Parity Flaw Lets Amateur Dev Lock Away Millions’ Worth of ETH
November 6, 2017, will go surely go down as a day of infamy for the Ethereum community.
On this day, a user accidentally locked away all ether (and tokens) inside of every Parity multi-sig wallet. Right now, the amount of funds that have been locked away top a whopping $300 million U.S. dollars.
But how was this possible? How is Parity being rocked by a major debacle once again after they were already shaken by a major bug back in July?
Let’s bring you up to speed on all the major details of this astounding story.
How the flaw unfurled
“devops199,” a developer who’s described themselves as being new to Ethereum, was exploring the Parity GitHub repository when his curiosity took a turn for the catastrophic.
devops199 was able to take control of one of the main libraries that Parity’s multi-sig wallets run on, at which point he sent a “kill” command to the library—destroying it and blocking thousands of users from being able to access their crypto holdings.
As devops199 infamously explained, “I accidentally killed it.”
The bug, here, was that Parity had that particular library uninitialized and thus anyone was able to take ownership of it. devops199 did.
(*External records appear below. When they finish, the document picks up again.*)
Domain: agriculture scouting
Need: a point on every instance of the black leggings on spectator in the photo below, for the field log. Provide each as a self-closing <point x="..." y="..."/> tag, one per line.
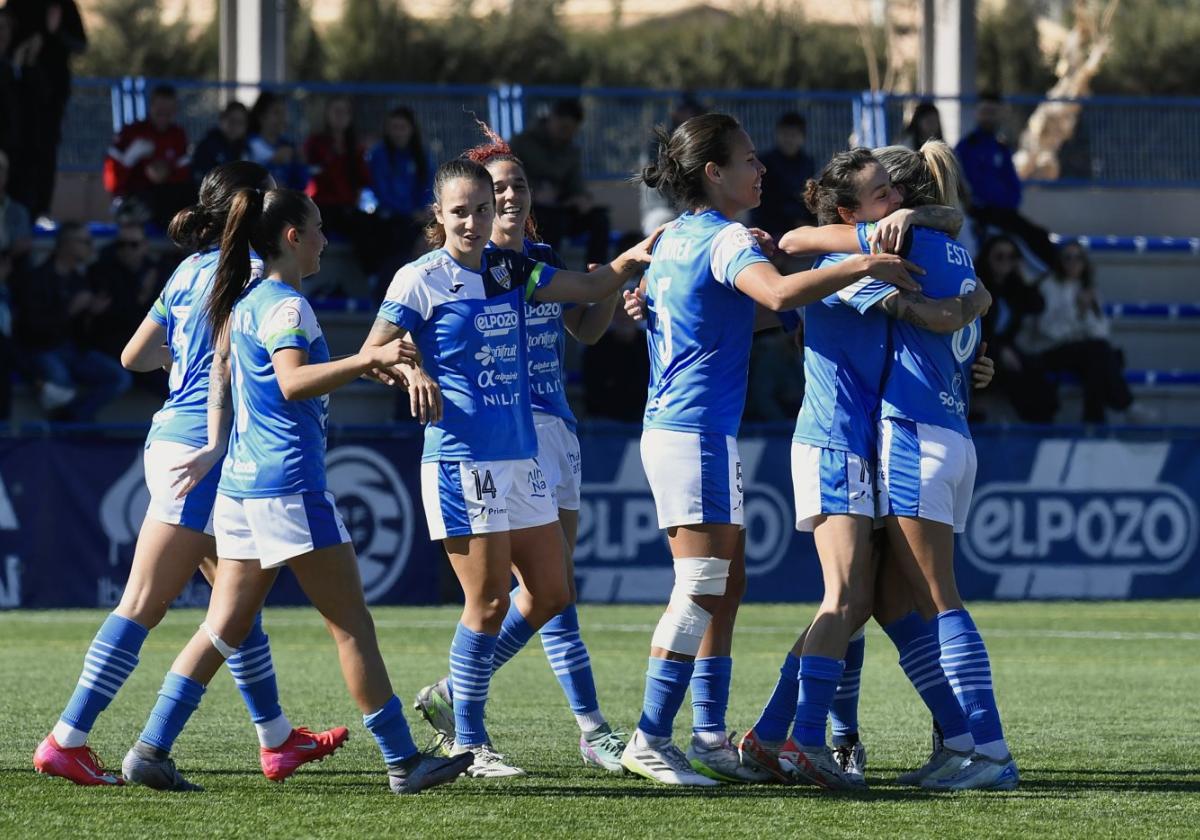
<point x="557" y="222"/>
<point x="1101" y="372"/>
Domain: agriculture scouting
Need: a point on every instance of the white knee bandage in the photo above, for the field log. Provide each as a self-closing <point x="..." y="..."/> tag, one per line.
<point x="682" y="628"/>
<point x="217" y="642"/>
<point x="700" y="576"/>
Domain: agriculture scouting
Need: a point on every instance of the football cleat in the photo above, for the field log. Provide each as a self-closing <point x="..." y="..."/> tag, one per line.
<point x="852" y="761"/>
<point x="603" y="748"/>
<point x="79" y="765"/>
<point x="436" y="705"/>
<point x="724" y="763"/>
<point x="816" y="767"/>
<point x="155" y="768"/>
<point x="301" y="747"/>
<point x="486" y="762"/>
<point x="665" y="763"/>
<point x="429" y="771"/>
<point x="978" y="773"/>
<point x="942" y="762"/>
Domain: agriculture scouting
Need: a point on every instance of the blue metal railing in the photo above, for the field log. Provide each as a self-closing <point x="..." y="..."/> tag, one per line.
<point x="1117" y="142"/>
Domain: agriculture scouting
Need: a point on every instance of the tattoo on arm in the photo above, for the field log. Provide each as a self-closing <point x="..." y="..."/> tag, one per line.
<point x="939" y="217"/>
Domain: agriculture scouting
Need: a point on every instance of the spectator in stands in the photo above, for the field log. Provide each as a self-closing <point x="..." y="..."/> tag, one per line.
<point x="51" y="306"/>
<point x="924" y="125"/>
<point x="337" y="171"/>
<point x="789" y="168"/>
<point x="16" y="232"/>
<point x="555" y="166"/>
<point x="1015" y="305"/>
<point x="269" y="144"/>
<point x="995" y="186"/>
<point x="1072" y="334"/>
<point x="127" y="275"/>
<point x="148" y="161"/>
<point x="401" y="177"/>
<point x="46" y="34"/>
<point x="225" y="142"/>
<point x="616" y="372"/>
<point x="655" y="209"/>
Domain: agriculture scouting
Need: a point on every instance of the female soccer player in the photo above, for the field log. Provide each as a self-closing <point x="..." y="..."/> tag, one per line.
<point x="928" y="468"/>
<point x="702" y="289"/>
<point x="558" y="455"/>
<point x="177" y="534"/>
<point x="486" y="497"/>
<point x="833" y="471"/>
<point x="273" y="507"/>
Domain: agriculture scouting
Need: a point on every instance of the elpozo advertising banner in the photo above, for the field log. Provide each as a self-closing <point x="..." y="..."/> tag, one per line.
<point x="1054" y="517"/>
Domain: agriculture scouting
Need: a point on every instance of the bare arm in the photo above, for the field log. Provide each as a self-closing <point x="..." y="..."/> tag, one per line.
<point x="763" y="283"/>
<point x="936" y="315"/>
<point x="147" y="349"/>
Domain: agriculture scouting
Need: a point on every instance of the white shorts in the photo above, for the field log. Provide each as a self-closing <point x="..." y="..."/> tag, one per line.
<point x="558" y="455"/>
<point x="695" y="477"/>
<point x="275" y="529"/>
<point x="195" y="510"/>
<point x="485" y="497"/>
<point x="829" y="481"/>
<point x="927" y="472"/>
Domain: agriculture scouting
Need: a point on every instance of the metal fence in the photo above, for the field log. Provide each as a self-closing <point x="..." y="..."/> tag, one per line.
<point x="1117" y="141"/>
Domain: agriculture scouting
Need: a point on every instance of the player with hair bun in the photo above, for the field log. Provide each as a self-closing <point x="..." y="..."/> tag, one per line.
<point x="558" y="455"/>
<point x="177" y="534"/>
<point x="486" y="496"/>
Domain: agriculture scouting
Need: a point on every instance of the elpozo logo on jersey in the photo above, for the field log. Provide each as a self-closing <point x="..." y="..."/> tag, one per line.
<point x="622" y="555"/>
<point x="377" y="511"/>
<point x="1092" y="515"/>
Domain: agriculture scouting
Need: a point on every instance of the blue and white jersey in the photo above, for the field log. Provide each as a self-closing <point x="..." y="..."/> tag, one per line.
<point x="845" y="358"/>
<point x="277" y="447"/>
<point x="180" y="311"/>
<point x="547" y="346"/>
<point x="699" y="324"/>
<point x="471" y="329"/>
<point x="929" y="375"/>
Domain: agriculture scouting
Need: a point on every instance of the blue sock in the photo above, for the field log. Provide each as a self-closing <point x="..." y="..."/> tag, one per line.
<point x="108" y="663"/>
<point x="817" y="683"/>
<point x="569" y="660"/>
<point x="390" y="731"/>
<point x="780" y="711"/>
<point x="515" y="634"/>
<point x="253" y="672"/>
<point x="919" y="660"/>
<point x="666" y="683"/>
<point x="178" y="700"/>
<point x="844" y="709"/>
<point x="966" y="666"/>
<point x="711" y="694"/>
<point x="471" y="667"/>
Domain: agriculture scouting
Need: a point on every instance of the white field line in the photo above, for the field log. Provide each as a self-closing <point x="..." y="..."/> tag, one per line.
<point x="279" y="619"/>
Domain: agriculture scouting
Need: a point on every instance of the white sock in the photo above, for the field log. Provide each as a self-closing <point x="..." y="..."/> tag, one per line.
<point x="996" y="750"/>
<point x="963" y="743"/>
<point x="709" y="739"/>
<point x="69" y="736"/>
<point x="591" y="721"/>
<point x="274" y="732"/>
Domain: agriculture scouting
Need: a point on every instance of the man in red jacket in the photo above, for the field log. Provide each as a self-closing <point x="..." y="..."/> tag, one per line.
<point x="149" y="161"/>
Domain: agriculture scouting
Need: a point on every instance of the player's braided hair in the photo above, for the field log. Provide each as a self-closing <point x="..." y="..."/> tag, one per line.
<point x="201" y="225"/>
<point x="678" y="171"/>
<point x="837" y="186"/>
<point x="496" y="150"/>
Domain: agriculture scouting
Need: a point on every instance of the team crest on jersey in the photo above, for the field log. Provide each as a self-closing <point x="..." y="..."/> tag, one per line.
<point x="502" y="276"/>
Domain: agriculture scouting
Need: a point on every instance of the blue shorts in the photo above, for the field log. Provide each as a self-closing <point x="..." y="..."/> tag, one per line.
<point x="195" y="510"/>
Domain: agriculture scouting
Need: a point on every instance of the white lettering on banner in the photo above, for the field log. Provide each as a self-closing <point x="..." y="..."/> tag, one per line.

The second critical error was that devops199 had the not-so-genius idea to send a “kill” command to the library, something no Parity dev (or anyone else, really) would’ve ever done under the same circumstances.
Think of it like devops199 pressing an individual delete button for every Parity multi-sig wallet. It’s not literally what he did, but it’s what he did in effect by deleting the library in question.
Such a valuable library shouldn’t have been uninitialized in the first place. The responsibility for that lies squarely with Parity.
For now, it looks like anyone and everyone who held their ether and ERC-20 tokens in a Parity multi-sig wallets are affected by devops199’s deletion.
Notably, Parity users who weren’t holding their crypto in a multi-sig wallet aren’t affected.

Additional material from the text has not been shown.